There are a couple of other good reads about Android’s full disk encryption. Apart from Google’s own documentation mentioned earlier, you can also read Nikolay Elenkov’s Revisiting Android disk encryption, and this other paper on Analysis of Secure Key Storage Solutions on Android.
Android’s full disk encryption addresses the security of data storage, but it is not used for the operating system storage itself. How can you be assured that the operating system has not been tampered with? This is tackled in a different manner, through a feature known as Verified Boot.

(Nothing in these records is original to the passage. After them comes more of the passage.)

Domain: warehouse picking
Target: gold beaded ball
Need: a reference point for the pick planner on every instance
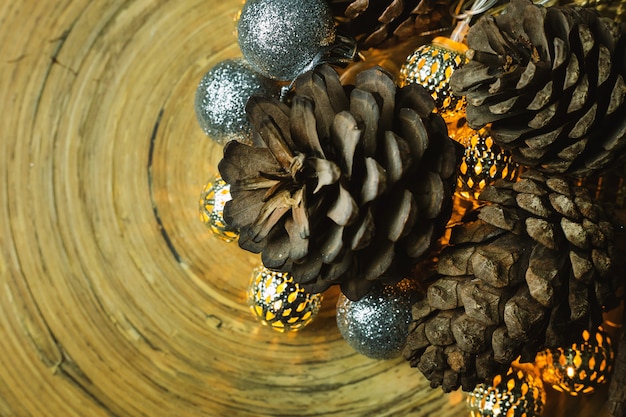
(483, 162)
(279, 302)
(516, 394)
(214, 196)
(580, 368)
(431, 66)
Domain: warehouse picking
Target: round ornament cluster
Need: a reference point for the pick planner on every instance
(221, 99)
(579, 368)
(431, 66)
(279, 302)
(377, 325)
(483, 162)
(215, 195)
(281, 38)
(516, 394)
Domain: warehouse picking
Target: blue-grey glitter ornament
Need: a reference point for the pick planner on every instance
(377, 325)
(221, 100)
(282, 38)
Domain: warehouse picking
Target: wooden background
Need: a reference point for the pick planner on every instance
(115, 300)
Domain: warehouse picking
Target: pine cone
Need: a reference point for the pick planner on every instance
(529, 270)
(552, 82)
(355, 183)
(385, 23)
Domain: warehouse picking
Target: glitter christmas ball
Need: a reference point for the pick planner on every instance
(377, 325)
(431, 66)
(516, 394)
(579, 368)
(221, 99)
(280, 38)
(483, 162)
(212, 200)
(279, 302)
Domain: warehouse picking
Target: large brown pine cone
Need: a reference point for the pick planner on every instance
(530, 269)
(552, 82)
(383, 23)
(355, 183)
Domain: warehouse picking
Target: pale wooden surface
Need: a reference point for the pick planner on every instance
(114, 298)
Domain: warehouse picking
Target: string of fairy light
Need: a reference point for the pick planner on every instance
(377, 324)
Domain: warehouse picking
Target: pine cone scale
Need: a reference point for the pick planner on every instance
(558, 78)
(337, 201)
(530, 272)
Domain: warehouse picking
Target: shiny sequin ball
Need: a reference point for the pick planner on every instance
(281, 303)
(376, 326)
(431, 66)
(579, 368)
(483, 162)
(280, 38)
(212, 200)
(221, 99)
(516, 394)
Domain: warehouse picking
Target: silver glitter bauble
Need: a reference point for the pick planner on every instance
(377, 325)
(221, 100)
(280, 38)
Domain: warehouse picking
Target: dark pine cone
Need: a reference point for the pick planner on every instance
(552, 82)
(531, 269)
(384, 23)
(355, 183)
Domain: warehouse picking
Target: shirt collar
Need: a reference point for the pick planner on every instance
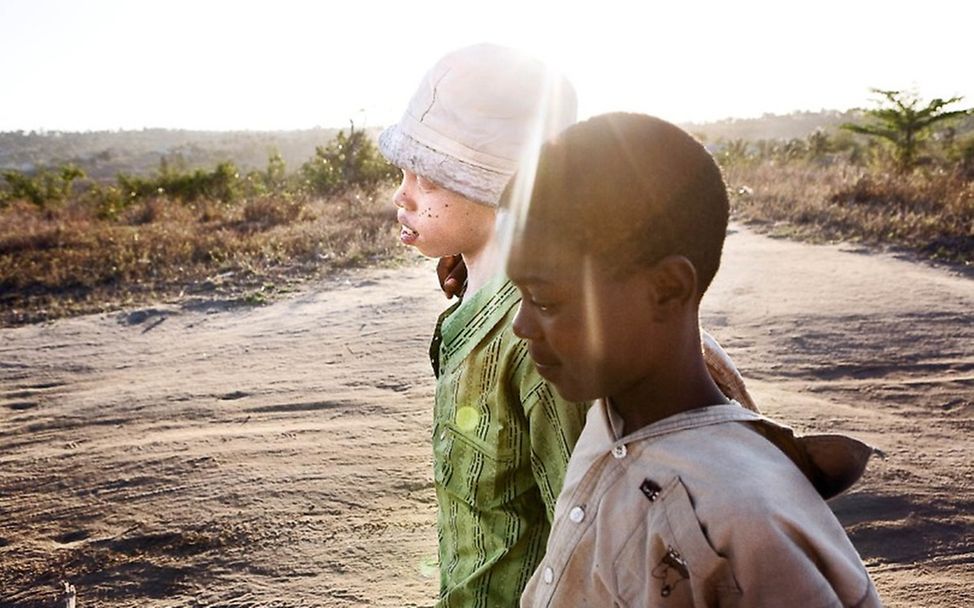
(465, 326)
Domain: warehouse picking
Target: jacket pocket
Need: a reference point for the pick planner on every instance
(669, 561)
(469, 470)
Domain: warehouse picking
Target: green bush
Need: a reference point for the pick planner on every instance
(351, 161)
(44, 187)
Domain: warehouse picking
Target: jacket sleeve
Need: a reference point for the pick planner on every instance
(554, 425)
(809, 561)
(724, 372)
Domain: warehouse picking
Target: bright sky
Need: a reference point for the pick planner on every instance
(287, 64)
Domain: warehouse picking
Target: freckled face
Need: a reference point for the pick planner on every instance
(439, 222)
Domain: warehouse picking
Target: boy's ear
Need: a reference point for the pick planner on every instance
(674, 285)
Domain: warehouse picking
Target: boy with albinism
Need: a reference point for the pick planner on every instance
(675, 495)
(501, 436)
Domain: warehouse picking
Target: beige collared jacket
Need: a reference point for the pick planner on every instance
(713, 507)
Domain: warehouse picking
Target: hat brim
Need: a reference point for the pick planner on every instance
(478, 184)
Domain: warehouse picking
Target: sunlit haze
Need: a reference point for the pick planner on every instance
(224, 65)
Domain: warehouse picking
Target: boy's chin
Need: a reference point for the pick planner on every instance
(570, 391)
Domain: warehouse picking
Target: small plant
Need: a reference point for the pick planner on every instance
(43, 187)
(351, 161)
(905, 123)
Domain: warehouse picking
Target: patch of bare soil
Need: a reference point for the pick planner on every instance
(278, 456)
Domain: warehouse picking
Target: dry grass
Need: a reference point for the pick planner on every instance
(67, 260)
(930, 211)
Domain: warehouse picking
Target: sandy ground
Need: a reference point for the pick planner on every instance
(196, 455)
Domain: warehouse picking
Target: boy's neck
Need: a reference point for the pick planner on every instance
(481, 267)
(680, 383)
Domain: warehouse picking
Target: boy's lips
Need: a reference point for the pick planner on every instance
(406, 234)
(541, 361)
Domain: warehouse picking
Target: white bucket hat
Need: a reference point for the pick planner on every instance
(475, 116)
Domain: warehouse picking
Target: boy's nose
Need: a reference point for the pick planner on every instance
(399, 198)
(522, 326)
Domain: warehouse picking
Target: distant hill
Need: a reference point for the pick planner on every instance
(104, 154)
(788, 126)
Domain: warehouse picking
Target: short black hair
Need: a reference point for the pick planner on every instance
(631, 188)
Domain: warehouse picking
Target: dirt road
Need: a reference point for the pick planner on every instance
(278, 456)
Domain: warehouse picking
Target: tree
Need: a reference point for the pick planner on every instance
(906, 124)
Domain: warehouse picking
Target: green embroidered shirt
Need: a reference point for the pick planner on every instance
(501, 442)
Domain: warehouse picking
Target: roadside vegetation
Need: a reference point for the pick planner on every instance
(898, 175)
(902, 177)
(70, 245)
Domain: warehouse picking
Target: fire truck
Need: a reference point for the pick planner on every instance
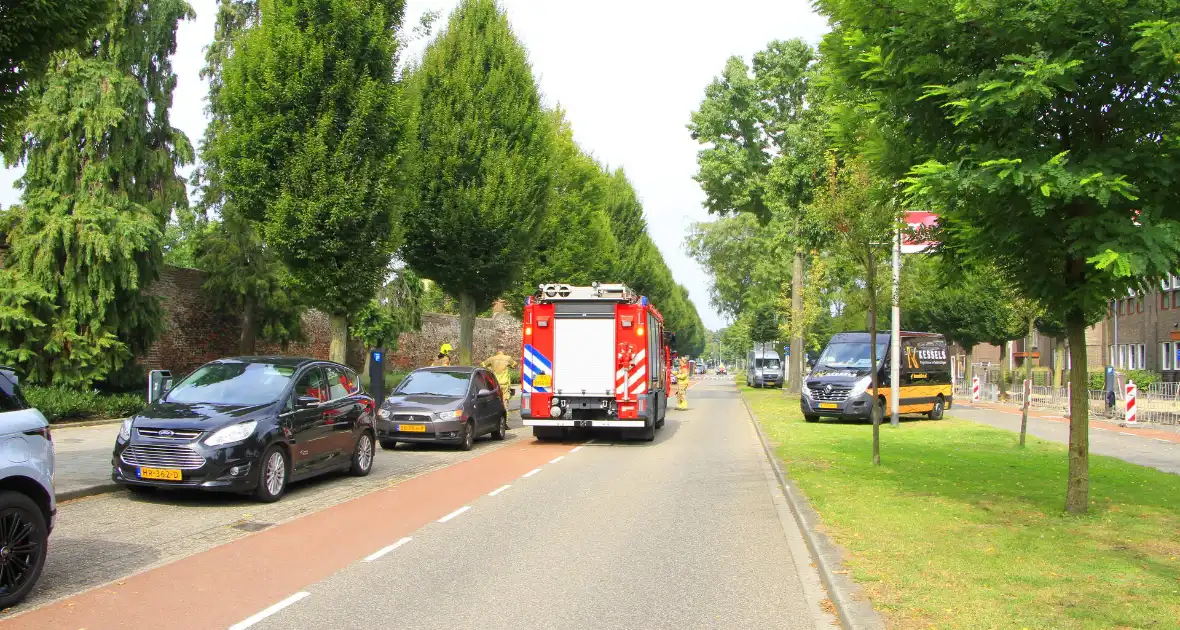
(595, 358)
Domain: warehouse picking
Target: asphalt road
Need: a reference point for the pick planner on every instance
(1125, 445)
(679, 533)
(689, 531)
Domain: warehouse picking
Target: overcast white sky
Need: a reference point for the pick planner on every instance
(628, 72)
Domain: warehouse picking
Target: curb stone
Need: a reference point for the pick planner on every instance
(852, 606)
(89, 491)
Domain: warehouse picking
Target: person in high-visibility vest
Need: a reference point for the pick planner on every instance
(499, 363)
(682, 385)
(444, 358)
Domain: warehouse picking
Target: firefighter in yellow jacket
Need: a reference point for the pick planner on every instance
(444, 358)
(682, 385)
(499, 363)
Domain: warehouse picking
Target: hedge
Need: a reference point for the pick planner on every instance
(61, 404)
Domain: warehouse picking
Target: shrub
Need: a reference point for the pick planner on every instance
(1141, 378)
(63, 404)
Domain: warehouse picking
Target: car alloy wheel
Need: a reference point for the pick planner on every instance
(273, 476)
(23, 546)
(469, 435)
(362, 459)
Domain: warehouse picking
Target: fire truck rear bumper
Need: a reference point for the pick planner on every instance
(588, 424)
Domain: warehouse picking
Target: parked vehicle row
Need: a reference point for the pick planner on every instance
(254, 425)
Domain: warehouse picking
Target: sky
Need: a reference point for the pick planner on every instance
(627, 72)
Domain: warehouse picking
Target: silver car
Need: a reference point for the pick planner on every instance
(26, 491)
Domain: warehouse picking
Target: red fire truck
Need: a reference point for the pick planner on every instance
(594, 356)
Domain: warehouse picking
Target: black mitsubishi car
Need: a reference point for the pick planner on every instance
(249, 425)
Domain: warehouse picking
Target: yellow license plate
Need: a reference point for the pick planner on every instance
(166, 474)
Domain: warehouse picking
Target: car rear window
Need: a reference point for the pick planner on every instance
(233, 384)
(11, 396)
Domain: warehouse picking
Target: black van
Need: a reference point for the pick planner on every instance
(840, 381)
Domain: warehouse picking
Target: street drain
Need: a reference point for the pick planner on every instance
(251, 525)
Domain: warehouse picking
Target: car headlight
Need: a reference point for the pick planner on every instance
(860, 386)
(231, 434)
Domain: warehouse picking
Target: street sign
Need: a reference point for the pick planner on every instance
(912, 241)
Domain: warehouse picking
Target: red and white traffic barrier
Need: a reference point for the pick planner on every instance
(1132, 391)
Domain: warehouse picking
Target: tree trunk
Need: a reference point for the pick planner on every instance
(1077, 493)
(795, 378)
(249, 328)
(466, 328)
(1003, 371)
(339, 349)
(872, 356)
(1059, 361)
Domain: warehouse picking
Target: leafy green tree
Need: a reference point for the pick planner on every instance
(761, 152)
(30, 34)
(1033, 128)
(397, 309)
(308, 145)
(575, 243)
(99, 185)
(851, 202)
(482, 168)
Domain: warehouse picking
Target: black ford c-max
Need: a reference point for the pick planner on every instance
(249, 425)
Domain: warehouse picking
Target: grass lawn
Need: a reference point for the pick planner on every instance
(959, 527)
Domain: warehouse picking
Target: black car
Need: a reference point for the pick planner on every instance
(447, 405)
(249, 425)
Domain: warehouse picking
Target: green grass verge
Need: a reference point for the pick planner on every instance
(959, 527)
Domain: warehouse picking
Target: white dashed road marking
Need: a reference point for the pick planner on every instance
(250, 621)
(452, 514)
(382, 551)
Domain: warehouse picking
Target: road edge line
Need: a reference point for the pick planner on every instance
(268, 611)
(853, 614)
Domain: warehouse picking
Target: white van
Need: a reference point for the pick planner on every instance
(764, 368)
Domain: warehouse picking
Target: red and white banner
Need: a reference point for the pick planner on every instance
(916, 222)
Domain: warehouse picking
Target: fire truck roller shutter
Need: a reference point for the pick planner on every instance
(584, 355)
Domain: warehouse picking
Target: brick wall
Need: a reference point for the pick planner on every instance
(417, 349)
(195, 333)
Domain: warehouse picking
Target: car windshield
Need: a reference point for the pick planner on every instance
(854, 354)
(233, 384)
(434, 384)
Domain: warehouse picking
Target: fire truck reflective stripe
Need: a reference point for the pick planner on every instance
(533, 363)
(638, 369)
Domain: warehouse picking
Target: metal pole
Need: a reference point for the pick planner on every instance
(895, 355)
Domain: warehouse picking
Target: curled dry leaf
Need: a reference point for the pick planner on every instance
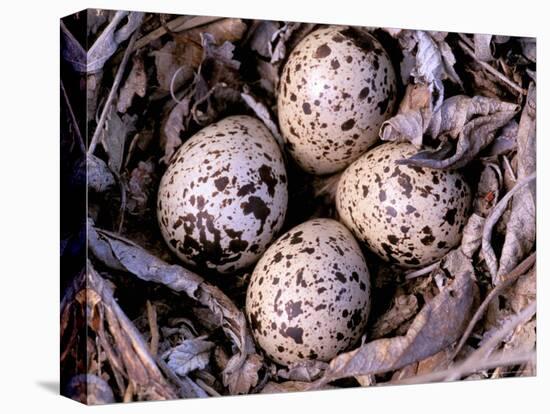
(404, 307)
(136, 84)
(113, 137)
(305, 371)
(437, 325)
(100, 178)
(175, 123)
(428, 60)
(126, 350)
(263, 113)
(188, 356)
(482, 47)
(185, 52)
(121, 254)
(263, 34)
(412, 119)
(521, 227)
(140, 187)
(474, 121)
(487, 249)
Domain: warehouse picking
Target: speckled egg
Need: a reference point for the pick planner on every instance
(336, 89)
(308, 296)
(408, 215)
(224, 195)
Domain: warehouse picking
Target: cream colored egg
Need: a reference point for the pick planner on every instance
(408, 215)
(336, 89)
(224, 195)
(308, 296)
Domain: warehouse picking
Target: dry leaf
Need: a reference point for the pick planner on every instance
(474, 121)
(439, 323)
(240, 380)
(175, 123)
(521, 227)
(261, 38)
(113, 139)
(121, 254)
(263, 113)
(100, 178)
(482, 47)
(140, 187)
(403, 308)
(304, 371)
(136, 84)
(188, 356)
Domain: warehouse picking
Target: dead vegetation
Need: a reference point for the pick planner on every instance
(142, 327)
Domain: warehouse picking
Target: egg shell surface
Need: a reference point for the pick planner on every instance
(308, 296)
(337, 87)
(407, 215)
(223, 198)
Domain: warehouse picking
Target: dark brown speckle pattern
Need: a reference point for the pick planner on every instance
(224, 195)
(308, 296)
(336, 89)
(407, 215)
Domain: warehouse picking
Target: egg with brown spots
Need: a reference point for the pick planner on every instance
(337, 88)
(308, 296)
(224, 195)
(407, 215)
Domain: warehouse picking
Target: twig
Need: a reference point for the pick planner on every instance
(503, 358)
(112, 93)
(179, 24)
(129, 393)
(481, 355)
(153, 326)
(423, 271)
(73, 119)
(508, 280)
(209, 390)
(498, 210)
(492, 70)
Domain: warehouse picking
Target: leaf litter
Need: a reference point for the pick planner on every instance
(467, 103)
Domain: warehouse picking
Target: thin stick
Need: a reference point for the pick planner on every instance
(129, 393)
(179, 24)
(153, 326)
(490, 222)
(73, 119)
(508, 280)
(502, 359)
(112, 93)
(492, 70)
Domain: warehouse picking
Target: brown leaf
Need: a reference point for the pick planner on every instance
(241, 380)
(412, 119)
(261, 111)
(119, 253)
(474, 121)
(304, 371)
(140, 187)
(173, 125)
(113, 139)
(261, 38)
(100, 178)
(136, 84)
(521, 227)
(185, 52)
(404, 307)
(439, 324)
(189, 355)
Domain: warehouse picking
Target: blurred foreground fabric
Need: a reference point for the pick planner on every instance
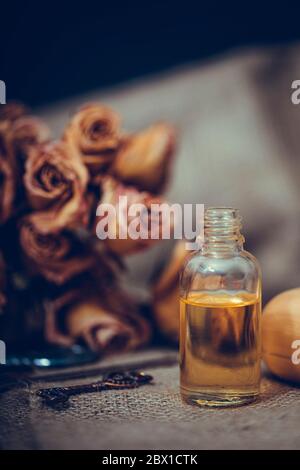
(239, 145)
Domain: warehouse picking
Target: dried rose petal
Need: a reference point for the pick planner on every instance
(55, 183)
(94, 132)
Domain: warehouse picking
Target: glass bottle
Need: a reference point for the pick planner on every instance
(220, 316)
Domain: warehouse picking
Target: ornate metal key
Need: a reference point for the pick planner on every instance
(113, 381)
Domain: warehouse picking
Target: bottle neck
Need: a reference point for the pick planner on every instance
(222, 236)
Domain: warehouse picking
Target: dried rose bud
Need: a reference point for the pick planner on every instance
(121, 220)
(166, 294)
(94, 131)
(55, 182)
(57, 257)
(144, 158)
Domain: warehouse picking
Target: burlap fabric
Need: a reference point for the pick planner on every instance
(152, 417)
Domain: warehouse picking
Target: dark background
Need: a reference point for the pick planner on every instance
(53, 50)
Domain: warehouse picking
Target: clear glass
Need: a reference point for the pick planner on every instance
(220, 317)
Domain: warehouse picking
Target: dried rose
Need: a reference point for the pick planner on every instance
(94, 131)
(55, 183)
(166, 294)
(58, 257)
(28, 131)
(144, 158)
(88, 317)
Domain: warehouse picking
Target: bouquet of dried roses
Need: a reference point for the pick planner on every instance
(58, 281)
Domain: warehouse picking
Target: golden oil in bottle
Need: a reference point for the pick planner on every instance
(220, 318)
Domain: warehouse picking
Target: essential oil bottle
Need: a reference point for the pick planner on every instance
(220, 317)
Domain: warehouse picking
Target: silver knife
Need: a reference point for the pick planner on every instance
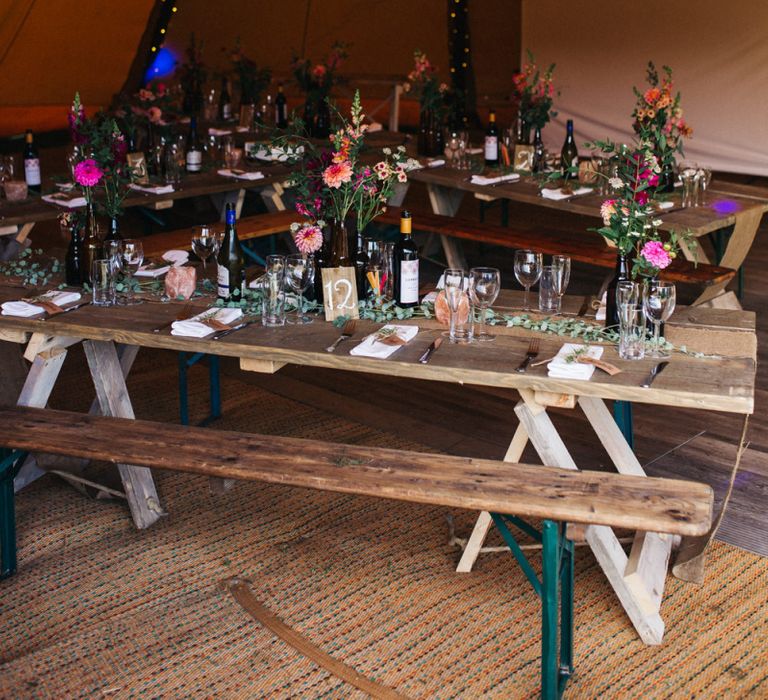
(657, 370)
(436, 343)
(67, 310)
(221, 334)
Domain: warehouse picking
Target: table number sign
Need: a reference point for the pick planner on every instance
(339, 292)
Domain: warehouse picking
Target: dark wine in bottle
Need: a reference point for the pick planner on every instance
(281, 109)
(361, 261)
(194, 148)
(31, 163)
(569, 156)
(492, 142)
(406, 265)
(230, 265)
(538, 153)
(225, 101)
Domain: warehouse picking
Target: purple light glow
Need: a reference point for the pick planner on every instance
(726, 206)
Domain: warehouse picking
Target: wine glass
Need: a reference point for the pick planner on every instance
(484, 287)
(300, 274)
(563, 265)
(527, 271)
(205, 244)
(658, 303)
(132, 253)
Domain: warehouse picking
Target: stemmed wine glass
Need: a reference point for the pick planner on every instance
(132, 253)
(658, 303)
(205, 244)
(300, 274)
(527, 270)
(484, 287)
(563, 265)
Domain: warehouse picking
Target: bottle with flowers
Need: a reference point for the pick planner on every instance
(658, 121)
(316, 82)
(423, 82)
(630, 220)
(534, 93)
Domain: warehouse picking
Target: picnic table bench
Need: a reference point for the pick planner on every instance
(509, 491)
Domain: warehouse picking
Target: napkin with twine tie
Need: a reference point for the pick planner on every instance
(29, 308)
(386, 341)
(205, 323)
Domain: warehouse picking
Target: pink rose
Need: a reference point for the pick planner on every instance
(654, 253)
(337, 173)
(88, 173)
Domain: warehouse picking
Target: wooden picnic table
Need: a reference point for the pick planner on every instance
(726, 205)
(112, 337)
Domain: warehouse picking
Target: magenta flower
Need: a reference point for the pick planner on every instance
(88, 173)
(655, 254)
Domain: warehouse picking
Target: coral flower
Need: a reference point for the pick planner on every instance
(88, 173)
(308, 239)
(337, 174)
(654, 253)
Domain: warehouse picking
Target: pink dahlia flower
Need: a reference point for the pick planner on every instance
(88, 173)
(308, 239)
(654, 253)
(337, 174)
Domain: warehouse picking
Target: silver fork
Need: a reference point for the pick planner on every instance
(347, 331)
(533, 351)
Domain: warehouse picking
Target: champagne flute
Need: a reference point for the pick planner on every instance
(205, 244)
(453, 285)
(658, 303)
(527, 271)
(300, 274)
(563, 265)
(484, 287)
(132, 254)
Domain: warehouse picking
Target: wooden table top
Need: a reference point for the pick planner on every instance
(724, 202)
(725, 383)
(34, 209)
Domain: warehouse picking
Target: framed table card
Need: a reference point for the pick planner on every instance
(339, 292)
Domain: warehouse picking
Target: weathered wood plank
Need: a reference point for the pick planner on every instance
(535, 491)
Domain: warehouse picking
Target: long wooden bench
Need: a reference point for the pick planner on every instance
(552, 234)
(509, 491)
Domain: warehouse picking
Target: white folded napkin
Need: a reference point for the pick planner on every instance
(152, 189)
(241, 174)
(192, 328)
(481, 180)
(177, 258)
(64, 200)
(557, 193)
(371, 347)
(559, 368)
(25, 308)
(151, 271)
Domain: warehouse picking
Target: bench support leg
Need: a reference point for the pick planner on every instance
(555, 589)
(10, 463)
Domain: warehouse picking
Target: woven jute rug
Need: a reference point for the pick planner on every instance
(98, 609)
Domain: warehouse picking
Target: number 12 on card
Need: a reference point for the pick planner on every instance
(339, 292)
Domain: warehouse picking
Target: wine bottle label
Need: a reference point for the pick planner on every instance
(409, 281)
(32, 171)
(194, 161)
(222, 279)
(491, 147)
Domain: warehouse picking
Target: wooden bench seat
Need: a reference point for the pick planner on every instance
(508, 490)
(552, 234)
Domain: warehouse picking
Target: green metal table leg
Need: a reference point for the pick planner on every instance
(622, 414)
(10, 463)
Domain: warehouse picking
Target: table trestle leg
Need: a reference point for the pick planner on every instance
(555, 590)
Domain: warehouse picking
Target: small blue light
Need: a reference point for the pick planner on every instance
(163, 65)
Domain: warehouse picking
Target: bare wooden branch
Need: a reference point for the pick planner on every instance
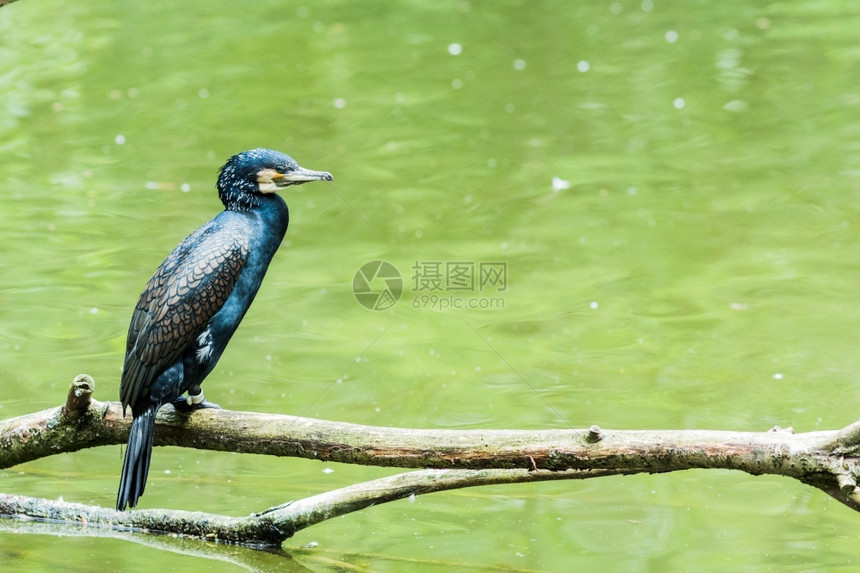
(828, 460)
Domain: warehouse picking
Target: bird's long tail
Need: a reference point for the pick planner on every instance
(136, 464)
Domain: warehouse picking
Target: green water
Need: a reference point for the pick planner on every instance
(694, 265)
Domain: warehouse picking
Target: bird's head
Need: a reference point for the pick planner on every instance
(250, 174)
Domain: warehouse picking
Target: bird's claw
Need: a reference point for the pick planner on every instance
(184, 404)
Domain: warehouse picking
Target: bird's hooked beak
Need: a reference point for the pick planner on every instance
(299, 176)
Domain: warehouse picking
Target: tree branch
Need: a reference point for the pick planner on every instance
(828, 460)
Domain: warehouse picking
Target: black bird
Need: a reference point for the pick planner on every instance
(196, 299)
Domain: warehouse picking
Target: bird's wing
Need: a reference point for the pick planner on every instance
(186, 291)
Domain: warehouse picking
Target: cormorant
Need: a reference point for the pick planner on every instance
(196, 299)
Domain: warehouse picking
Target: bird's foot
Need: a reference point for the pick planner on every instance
(193, 402)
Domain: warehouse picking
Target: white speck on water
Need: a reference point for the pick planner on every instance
(559, 184)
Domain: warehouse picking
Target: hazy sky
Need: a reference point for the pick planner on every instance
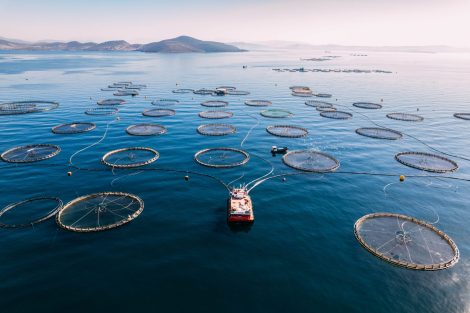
(362, 22)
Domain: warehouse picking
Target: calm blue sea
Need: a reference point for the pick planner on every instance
(179, 255)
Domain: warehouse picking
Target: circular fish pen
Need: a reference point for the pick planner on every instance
(102, 111)
(258, 103)
(111, 102)
(73, 128)
(222, 157)
(30, 153)
(367, 105)
(130, 157)
(427, 162)
(290, 131)
(164, 102)
(297, 87)
(338, 115)
(323, 95)
(146, 130)
(182, 90)
(127, 92)
(29, 212)
(99, 211)
(25, 107)
(318, 104)
(405, 117)
(159, 112)
(322, 109)
(463, 116)
(276, 113)
(204, 92)
(215, 114)
(311, 161)
(226, 88)
(216, 129)
(302, 94)
(406, 241)
(379, 133)
(135, 86)
(214, 103)
(237, 93)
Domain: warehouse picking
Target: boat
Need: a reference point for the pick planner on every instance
(280, 150)
(240, 207)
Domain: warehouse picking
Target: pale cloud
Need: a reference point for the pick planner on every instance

Verified Boot is similarly mandated in the same manner as Full Disk Encryption. Verified Boot was first introduced in Android 4.4 KitKat, and its purpose is to establish a chain of trust starting from an immutable hardware key that is the root of trust, verifying each stage of the boot, including the bootloader, up to the operating system boot image. Each stage of verification is responsible to check the integrity and authenticity of all bytes in the next stage before executing the code in the next stage.
Just a quick recap on Google’s Nexus Imprint fingerprint security. Capturing and recognising your fingerprint happens in the device’s Trusted Execution Environment. Fingerprint images are inaccessible outside of the sensor hardware or trusted memory. Only the encrypted form of fingerprint data is stored in the device storage, even if that storage is already itself encrypted. It’s pretty good.
Now, don’t get me wrong. There’s still malware, zero-day exploits, and other ways to break your phone. But I’m happy that Android is now provided with good security features. Verified Boot establishes the authenticity of system software. Full Disk Encryption protects your data. Nexus Imprint handles your fingerprint data securely.
Now let’s just hope there isn’t another TEE vulnerability such that the HBK can be dumped from Secure Memory. TEE’s been breached several times before on a plethora of ARM variants. Also, has a feasibility study been performed on just how tamper-resistant the TEE physical storage is to, say, FIB ablation and SEM imaging?